Møretrø in Changemaker comments that neither wealthy countries can continue at the current levels of consumption.

–⁠ The material conditions of living that we have in wealthy countries are not sustainable. This means that we cannot continue as now, and that other countries also cannot develop material conditions of living on this scale, she comments.

–⁠ Instead, we should rather focus on other values that are important to us, but that do not simultaneously destroy the world. All countries, therefore, must develop in a new direction, together, she continues.

All countries must develop in a new direction, together.

Naja Amanda Lynge Møretrø, leader of Changemaker.

This new direction must, among other, consist of a confrontation with the consumption-based society and a greater upscaling of the circular economy, according to Mørretrø. She also believes that Norway must phase out its extraction of oil.

The climate engagement of the youth matters

Stenseth gives the youth much of the credit for the larger role climate justice has played in this report than in previous ones.

–⁠ I am convinced that the engagement of the youth has contributed to the fact that we now see a greater emphasis on climate justice, he states.

He points out that climate engagement is driven by a much larger group than in previous generations:

–⁠ In the 70’s we were concerned about changing our life course to avoid global warming. We didn’t think of ourselves or our children first, but rather the physical climate system.

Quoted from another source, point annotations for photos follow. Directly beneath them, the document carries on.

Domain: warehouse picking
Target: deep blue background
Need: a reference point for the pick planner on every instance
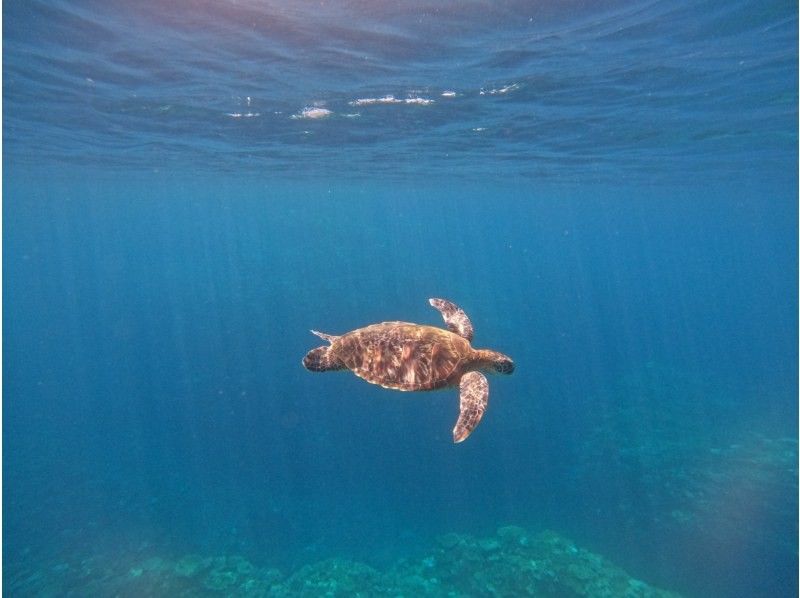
(627, 212)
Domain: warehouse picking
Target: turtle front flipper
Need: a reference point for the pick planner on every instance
(455, 318)
(474, 397)
(322, 359)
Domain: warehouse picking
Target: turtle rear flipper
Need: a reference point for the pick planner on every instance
(322, 360)
(474, 397)
(456, 319)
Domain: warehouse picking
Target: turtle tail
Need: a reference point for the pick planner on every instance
(321, 360)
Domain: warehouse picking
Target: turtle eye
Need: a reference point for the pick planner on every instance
(504, 366)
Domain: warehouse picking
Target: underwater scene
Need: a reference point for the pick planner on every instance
(425, 298)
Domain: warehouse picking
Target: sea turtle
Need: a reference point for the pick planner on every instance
(405, 356)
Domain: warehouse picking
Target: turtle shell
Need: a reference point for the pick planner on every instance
(404, 356)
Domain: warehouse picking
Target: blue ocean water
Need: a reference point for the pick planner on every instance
(609, 189)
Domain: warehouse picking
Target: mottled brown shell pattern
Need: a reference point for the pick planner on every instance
(404, 356)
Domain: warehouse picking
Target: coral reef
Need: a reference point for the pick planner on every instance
(513, 562)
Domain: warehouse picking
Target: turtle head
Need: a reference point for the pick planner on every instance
(495, 362)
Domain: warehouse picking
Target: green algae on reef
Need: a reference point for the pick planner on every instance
(513, 562)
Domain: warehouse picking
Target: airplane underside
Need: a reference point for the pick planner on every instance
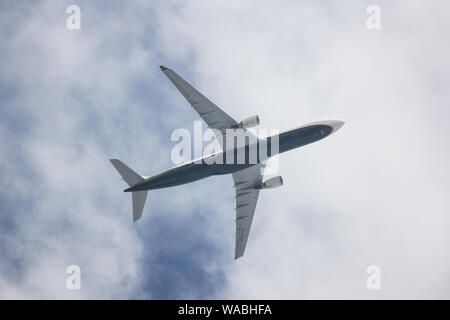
(245, 166)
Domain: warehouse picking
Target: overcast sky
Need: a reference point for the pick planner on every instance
(374, 193)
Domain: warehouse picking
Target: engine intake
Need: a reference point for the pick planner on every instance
(272, 183)
(247, 123)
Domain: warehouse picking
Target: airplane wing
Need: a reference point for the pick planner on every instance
(214, 117)
(245, 182)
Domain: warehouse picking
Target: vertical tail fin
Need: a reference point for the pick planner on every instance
(132, 178)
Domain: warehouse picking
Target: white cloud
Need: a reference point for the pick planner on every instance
(373, 193)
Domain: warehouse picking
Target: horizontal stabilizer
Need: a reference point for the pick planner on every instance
(127, 174)
(139, 198)
(132, 178)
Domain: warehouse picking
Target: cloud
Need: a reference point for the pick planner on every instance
(373, 193)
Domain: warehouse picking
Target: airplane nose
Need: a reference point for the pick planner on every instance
(337, 124)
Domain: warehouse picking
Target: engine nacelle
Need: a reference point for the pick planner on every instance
(272, 183)
(248, 122)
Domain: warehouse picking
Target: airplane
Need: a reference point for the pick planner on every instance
(247, 175)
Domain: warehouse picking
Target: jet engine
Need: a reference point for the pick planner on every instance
(247, 123)
(272, 183)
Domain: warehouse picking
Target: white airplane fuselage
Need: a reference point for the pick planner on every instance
(199, 169)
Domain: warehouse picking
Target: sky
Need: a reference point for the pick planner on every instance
(374, 193)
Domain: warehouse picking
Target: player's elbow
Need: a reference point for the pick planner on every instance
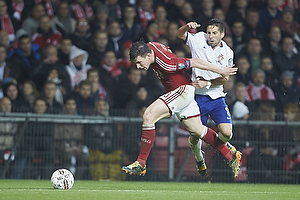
(180, 35)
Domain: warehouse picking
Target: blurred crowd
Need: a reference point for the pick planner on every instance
(56, 50)
(72, 57)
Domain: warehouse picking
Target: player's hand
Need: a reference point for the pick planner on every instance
(193, 25)
(200, 82)
(229, 70)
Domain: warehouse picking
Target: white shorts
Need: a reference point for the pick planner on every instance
(181, 102)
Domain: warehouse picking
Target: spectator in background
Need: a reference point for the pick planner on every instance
(139, 99)
(130, 26)
(64, 50)
(82, 36)
(37, 145)
(253, 51)
(8, 134)
(257, 90)
(84, 99)
(49, 93)
(114, 9)
(252, 27)
(225, 5)
(173, 9)
(287, 92)
(146, 12)
(268, 13)
(45, 35)
(44, 68)
(286, 22)
(238, 36)
(4, 41)
(62, 21)
(206, 13)
(60, 91)
(30, 93)
(18, 103)
(4, 68)
(272, 76)
(243, 74)
(239, 108)
(187, 14)
(78, 66)
(229, 90)
(286, 59)
(70, 150)
(238, 10)
(101, 20)
(297, 74)
(31, 23)
(151, 34)
(81, 9)
(273, 41)
(110, 72)
(8, 23)
(125, 62)
(98, 91)
(96, 53)
(219, 14)
(161, 18)
(174, 42)
(106, 156)
(229, 41)
(24, 59)
(116, 38)
(19, 9)
(127, 87)
(297, 13)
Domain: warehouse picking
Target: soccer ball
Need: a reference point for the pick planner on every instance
(62, 179)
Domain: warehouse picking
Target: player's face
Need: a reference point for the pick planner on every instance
(143, 62)
(214, 36)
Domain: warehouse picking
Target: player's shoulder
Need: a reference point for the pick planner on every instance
(226, 47)
(198, 34)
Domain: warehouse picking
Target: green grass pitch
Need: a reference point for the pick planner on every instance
(143, 190)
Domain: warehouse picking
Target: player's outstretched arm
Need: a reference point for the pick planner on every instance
(202, 64)
(182, 31)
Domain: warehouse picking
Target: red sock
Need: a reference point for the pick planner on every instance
(211, 138)
(147, 141)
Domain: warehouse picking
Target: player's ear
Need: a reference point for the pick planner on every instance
(222, 35)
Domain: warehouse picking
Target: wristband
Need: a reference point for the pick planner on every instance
(208, 84)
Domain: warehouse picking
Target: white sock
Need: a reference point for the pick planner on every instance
(196, 148)
(223, 138)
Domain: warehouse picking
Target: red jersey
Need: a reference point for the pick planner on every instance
(166, 67)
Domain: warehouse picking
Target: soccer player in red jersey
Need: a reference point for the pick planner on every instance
(179, 99)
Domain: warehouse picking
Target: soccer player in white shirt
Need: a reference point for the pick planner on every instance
(209, 85)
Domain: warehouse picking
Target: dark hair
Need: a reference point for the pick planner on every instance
(25, 36)
(218, 23)
(139, 48)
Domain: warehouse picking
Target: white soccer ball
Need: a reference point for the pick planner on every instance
(62, 179)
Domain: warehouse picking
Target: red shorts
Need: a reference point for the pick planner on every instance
(181, 102)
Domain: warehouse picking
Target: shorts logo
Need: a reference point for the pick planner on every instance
(230, 62)
(181, 66)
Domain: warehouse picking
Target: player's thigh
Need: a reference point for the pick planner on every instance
(156, 111)
(219, 111)
(225, 128)
(193, 125)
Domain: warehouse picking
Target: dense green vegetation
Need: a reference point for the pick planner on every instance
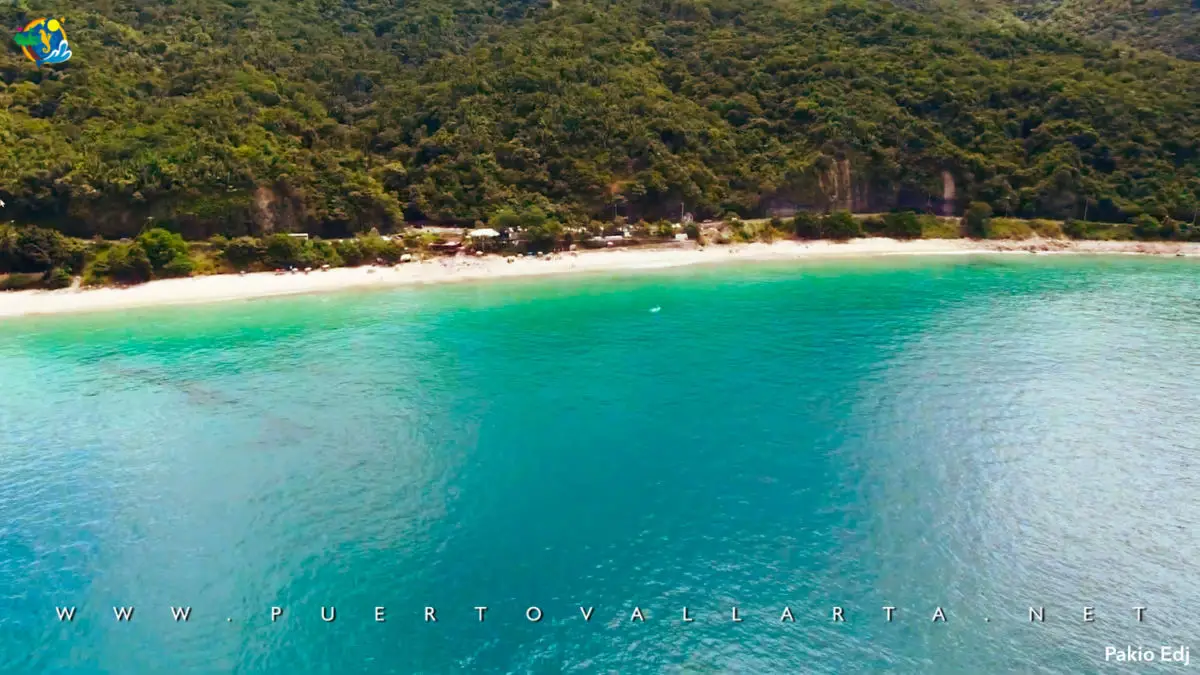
(336, 117)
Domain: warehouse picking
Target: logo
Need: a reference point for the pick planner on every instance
(45, 41)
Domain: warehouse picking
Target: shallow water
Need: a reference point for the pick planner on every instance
(977, 434)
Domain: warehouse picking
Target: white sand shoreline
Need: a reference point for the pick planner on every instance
(439, 270)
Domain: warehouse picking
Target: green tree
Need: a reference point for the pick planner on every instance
(162, 248)
(244, 252)
(840, 226)
(282, 251)
(977, 216)
(807, 226)
(1147, 227)
(901, 225)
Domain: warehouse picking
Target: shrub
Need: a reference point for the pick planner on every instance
(162, 246)
(807, 226)
(58, 278)
(875, 226)
(1146, 227)
(180, 266)
(976, 220)
(351, 251)
(243, 252)
(1008, 228)
(282, 251)
(901, 225)
(126, 263)
(841, 226)
(39, 249)
(933, 227)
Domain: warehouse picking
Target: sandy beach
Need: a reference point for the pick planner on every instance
(436, 270)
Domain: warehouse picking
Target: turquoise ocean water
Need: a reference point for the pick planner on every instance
(977, 434)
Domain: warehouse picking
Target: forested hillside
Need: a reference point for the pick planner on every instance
(337, 115)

Now the focus is more «self-centered», he believes, and elaborates: –⁠ There are, in a sense, a fair share of negative aspects about such a self-centration, but there are also many benefits. When people are engaged on a more personal level, politicians have broader support to implement measures.

Møretrø also points out that the strong climate engagement among the youth is important if we are to succeed in reaching the climate goals.

–⁠ Young people know of a different fear than the elderly, but at the same time, the youth showcase that hope and opportunity exist. We are willing to change and adapt, because we wish for a world with change and justice for all.

She also emphasizes that, despite the urgency, not all hope is lost:

–⁠ IPCCs message is somber, but it also expresses that we have an opportunity to do something over the course of the next 10 years. I think I live and work with this in a very important time, and that inspires and motivates me.